Still Gold — Brandon Westgate’s 2023 B-Sides

In acknowledging Pretty Sweet‘s tenth birthday last fall, it was tough not to consider how it was one of the final videos before social media took over …everything. (Yeah, MySpace, Facebook, IG, et al. had all been around, but it had yet to feel like skateboarding revolved around them.)

Perhaps one of the final innovations of the old-world skate video ecosystem — before every innovation was steered towards increasing followers — was Emerica opting to release the raw files of their marquee project, part by part, for free six months after the video dropped. Emerica’s Stay Gold “B-Sides” are practically as well-remembered as the video itself (voted by QS readers as last decade’s second best), giving way to a 2010s phenomenon of fan-made remix videos and a recipe for getting twice as much mileage out of a video that a company could spend years working on — a formula still with us today.

Anyway, Element dropped Westgate’s raw clips from their E.S.P. Volume 2 video.

The first thought is that Westgate hasn’t lost a single step in his otherworldly command of a skateboard thirteen years later. The first guy to go up Fish Gap, up Blubba, up Pyramid Ledges, hit the rail after the double-set at Brower Park, or skate the rollerblader hubbas in north Battery Park City still has the pioneering spirit to be the first to hit two of the Dylan planters consecutively, or find a new quick-footed way to hit the other portion of the same 58th Street skate spot.

The second thought is mentally cataloging all the ways in which skate media has changed since the once-radical concept of showing all the work you put into a video part became commonplace.
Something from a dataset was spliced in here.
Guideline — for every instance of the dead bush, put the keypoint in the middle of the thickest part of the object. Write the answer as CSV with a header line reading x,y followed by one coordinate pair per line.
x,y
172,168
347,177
And as some of those same social platforms long-blamed for stealing the full-length skate video’s thunder become riddled with ads and just less “cool,” you have to wonder where we are headed next ;)

It’s a raw files with a million and a half views, but it doesn’t mean it isn’t worth a rewatch 🙃

Also, can you believe there was a point in time at the QS office when Future was “the ‘Racks on Racks’ guy?”

7 Comments

  1. Have been wondering the same “what next” dilemma too.

    As a lifelong skater who also works in social media, it is obvious that both a) Instagram is not cool but everyone begrudgingly uses it and b) TikTok is not really sticking with skateboarders or skate brands the same way IG did even if the early days. But are we all just in the shadow of Thrasher for the next x amount of years?

  2. the stay gold b-sides were also edited really cleverly
    it wasn’t fully raw, never That Many tries but enough shown for viewer to grasp the “story” of the skater’s progression towards the clip, tastefully selected hijinx/b-roll, there was enough thought put into them to make it clear to the viewer that the point was enriching the experience of the actual video, not pure view-grubbing.

  3. Also a skater who works in social media for a lame athleisure brand that shall not be named here

    Also wonder the same things often.

    So many years of Thrasher dominance, so many years with that and Instagram as the engine behind everything

    Also don’t see it going to TikTok. Feel like TikTok skaters have their niche a la the #SkateTwitter crowd but it is never going to be the major engine.

  4. Tik Tok was specifically created as a CCP response to IG’s influence – our Chinese overlords and their western algorithm-handlers want you dancing and POVing your life away — NOT doing a healthy activity that’s fun and connects the world

  5. Thanks Tom, good win last night.

    All things considered, we gotta keep up with skate socials to promote this thing, so we’re just as curious as everyone else here.